Sobre a intervenção realizada na Travessa dos Venezianos, em nota à imprensa, o 9º Batalhão da Polícia Militar alegou ter recebido inúmeros chamados de emergência por perturbação do sossego e, por isso, “foi necessário realizar a desobstrução das ruas”. A Brigada define a situação como um “problema crônico e recorrente” na Cidade Baixa. A nota ainda menciona que o comando do batalhão esteve reunido com moradores e representantes da administração municipal para tratar sobre as ações.

“A ação iniciou como uma desobstrução induzida, através do diálogo, que não foi atendida. Inclusive, durante a ação, um dos indivíduos – que estava exaltado – insultou os militares do 9⁰ Batalhão de Polícia Militar proferindo palavras de baixo calão, fazendo gestos ofensivos e lançando garrafa de vidro contra os policiais; mostrando uma resistência ativa, assim, se fez necessário o uso de espargidor para conter o homem. O indivíduo foi identificado e responderá em juízo”, diz a nota.

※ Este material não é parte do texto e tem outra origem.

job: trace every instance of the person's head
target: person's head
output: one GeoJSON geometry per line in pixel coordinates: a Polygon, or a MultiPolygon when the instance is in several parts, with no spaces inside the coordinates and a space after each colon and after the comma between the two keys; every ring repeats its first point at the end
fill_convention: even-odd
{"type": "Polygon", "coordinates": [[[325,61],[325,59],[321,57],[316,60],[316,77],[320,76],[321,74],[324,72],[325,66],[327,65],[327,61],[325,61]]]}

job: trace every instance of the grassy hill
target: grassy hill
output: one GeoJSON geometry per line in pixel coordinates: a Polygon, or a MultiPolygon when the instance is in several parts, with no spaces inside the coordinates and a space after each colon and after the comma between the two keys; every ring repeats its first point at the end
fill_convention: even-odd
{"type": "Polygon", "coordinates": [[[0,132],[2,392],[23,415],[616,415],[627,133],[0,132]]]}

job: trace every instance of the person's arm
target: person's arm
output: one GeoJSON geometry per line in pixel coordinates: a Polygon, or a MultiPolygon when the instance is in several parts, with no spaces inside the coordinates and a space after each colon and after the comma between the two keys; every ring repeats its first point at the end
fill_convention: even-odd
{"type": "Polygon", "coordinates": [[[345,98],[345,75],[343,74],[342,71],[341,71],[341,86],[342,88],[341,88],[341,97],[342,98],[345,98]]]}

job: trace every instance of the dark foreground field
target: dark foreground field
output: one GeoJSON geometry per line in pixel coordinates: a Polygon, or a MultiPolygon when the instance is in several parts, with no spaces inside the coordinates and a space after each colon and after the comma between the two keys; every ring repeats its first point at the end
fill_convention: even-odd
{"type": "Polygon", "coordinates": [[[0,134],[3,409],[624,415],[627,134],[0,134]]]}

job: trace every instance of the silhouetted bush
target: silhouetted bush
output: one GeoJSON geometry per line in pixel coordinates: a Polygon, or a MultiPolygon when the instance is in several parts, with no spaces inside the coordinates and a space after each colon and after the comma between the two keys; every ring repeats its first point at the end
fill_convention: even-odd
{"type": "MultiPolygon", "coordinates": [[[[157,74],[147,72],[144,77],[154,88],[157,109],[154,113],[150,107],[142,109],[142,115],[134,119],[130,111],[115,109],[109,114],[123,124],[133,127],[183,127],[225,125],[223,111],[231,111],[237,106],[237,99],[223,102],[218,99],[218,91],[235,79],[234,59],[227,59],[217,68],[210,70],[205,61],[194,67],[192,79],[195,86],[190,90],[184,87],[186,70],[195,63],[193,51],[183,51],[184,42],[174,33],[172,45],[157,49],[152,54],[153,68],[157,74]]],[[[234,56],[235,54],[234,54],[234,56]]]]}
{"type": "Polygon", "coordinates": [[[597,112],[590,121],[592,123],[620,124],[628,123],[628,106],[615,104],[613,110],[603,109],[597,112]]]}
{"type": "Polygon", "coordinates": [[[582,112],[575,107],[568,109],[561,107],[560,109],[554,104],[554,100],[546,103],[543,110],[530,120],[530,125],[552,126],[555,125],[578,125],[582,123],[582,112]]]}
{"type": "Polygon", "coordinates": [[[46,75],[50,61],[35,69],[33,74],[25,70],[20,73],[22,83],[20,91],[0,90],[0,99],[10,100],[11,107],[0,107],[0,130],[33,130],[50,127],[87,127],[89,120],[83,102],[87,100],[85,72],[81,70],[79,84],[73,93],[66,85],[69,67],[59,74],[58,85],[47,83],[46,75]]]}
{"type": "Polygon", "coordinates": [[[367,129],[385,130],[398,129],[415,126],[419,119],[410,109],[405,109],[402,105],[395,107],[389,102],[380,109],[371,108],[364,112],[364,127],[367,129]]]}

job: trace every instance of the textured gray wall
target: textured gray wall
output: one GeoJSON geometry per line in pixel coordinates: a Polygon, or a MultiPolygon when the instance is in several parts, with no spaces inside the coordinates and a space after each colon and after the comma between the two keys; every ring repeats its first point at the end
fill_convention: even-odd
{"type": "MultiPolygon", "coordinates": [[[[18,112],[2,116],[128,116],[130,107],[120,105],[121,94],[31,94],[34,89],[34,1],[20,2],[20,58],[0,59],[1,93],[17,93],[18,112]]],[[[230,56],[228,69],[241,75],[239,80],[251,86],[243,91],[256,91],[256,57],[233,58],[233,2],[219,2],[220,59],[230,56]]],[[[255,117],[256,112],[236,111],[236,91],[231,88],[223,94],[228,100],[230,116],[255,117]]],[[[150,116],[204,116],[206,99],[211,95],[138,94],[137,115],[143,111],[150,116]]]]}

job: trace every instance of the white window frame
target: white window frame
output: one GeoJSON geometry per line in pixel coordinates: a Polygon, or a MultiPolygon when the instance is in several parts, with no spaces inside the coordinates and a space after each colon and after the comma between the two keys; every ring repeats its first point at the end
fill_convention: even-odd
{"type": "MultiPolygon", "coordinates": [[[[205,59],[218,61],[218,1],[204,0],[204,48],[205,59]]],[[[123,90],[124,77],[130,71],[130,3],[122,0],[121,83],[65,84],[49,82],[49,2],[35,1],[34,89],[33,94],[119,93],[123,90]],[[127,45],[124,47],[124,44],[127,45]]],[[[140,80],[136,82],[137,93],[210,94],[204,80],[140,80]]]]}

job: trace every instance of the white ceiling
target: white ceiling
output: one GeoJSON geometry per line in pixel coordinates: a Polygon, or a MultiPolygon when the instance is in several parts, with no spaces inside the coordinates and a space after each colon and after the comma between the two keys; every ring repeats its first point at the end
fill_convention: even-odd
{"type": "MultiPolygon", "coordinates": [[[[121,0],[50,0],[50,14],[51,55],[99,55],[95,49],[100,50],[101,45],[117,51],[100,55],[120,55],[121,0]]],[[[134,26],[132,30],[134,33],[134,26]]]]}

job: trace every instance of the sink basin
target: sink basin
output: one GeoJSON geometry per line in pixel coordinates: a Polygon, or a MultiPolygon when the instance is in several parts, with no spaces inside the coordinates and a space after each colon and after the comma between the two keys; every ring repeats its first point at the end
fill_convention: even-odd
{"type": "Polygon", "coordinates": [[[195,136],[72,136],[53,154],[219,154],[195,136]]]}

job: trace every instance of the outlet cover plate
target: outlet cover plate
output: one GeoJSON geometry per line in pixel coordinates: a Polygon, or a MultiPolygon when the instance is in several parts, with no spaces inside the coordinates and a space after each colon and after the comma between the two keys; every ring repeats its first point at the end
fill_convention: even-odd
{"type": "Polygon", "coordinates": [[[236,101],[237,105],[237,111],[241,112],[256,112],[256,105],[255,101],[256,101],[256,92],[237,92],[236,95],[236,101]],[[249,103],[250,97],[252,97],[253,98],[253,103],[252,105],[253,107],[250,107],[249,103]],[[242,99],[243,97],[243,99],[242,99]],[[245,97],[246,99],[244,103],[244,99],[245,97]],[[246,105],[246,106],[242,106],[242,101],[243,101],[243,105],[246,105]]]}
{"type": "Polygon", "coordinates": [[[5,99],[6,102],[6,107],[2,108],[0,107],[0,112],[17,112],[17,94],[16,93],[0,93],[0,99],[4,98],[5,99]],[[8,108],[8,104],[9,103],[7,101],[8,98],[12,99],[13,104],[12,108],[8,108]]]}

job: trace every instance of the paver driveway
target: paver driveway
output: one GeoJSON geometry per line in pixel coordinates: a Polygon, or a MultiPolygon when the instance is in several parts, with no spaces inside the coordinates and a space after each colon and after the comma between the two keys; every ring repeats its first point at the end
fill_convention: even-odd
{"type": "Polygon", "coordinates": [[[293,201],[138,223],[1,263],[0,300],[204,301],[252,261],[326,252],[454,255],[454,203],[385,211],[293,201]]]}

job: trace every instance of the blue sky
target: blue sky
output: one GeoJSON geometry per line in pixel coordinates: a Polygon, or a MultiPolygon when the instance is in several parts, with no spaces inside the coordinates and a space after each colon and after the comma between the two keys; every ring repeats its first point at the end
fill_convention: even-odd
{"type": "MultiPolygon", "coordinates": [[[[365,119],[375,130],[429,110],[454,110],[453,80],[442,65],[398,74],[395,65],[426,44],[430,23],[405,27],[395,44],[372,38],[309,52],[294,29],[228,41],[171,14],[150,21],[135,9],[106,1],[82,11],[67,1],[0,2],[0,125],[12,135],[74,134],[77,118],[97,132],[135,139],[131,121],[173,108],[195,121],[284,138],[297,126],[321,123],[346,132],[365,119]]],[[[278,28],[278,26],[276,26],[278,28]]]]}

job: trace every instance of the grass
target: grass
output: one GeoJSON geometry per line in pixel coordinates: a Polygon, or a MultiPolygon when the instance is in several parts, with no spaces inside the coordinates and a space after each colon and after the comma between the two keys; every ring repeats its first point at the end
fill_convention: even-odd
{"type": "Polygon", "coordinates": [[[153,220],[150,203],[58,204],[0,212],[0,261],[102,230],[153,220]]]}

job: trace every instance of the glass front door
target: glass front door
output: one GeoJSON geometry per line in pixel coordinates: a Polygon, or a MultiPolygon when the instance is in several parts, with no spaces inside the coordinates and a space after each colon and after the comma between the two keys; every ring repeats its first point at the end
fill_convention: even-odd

Segundo a Secretaria Municipal de Segurança (SMSEG), por meio da Diretoria-Geral de Fiscalização (DGF), é mantida uma “rotina de ações” para regularizar o comércio. Também em nota, o órgão informou que “os endereços percorridos têm origem em denúncias da população, feitas pelos canais 156 e 156+POA, ou na observação dos agentes que circulam na Capital”.

“Somente a Operação Esforço Concentrado, criada para organizar as ações neste âmbito, teve 85 edições em 2023 – ocorrendo sempre nas madrugadas de sexta-feira, sábado e domingo. A força-tarefa registra, neste ano, 13 prisões, seis estabelecimentos interditados e cinco interdições cautelares (medida que permite que os negócios sigam abertos mediante adequação às regras impostas no município). A Guarda Municipal realizou, ainda, quatro dispersões de aglomeração dentro dos protocolos chancelados pela Organização das Nações Unidas (ONU), dos quais o Brasil é signatário, e que fazem parte dos programas de treinamento do Ministério da Justiça”, finaliza a nota.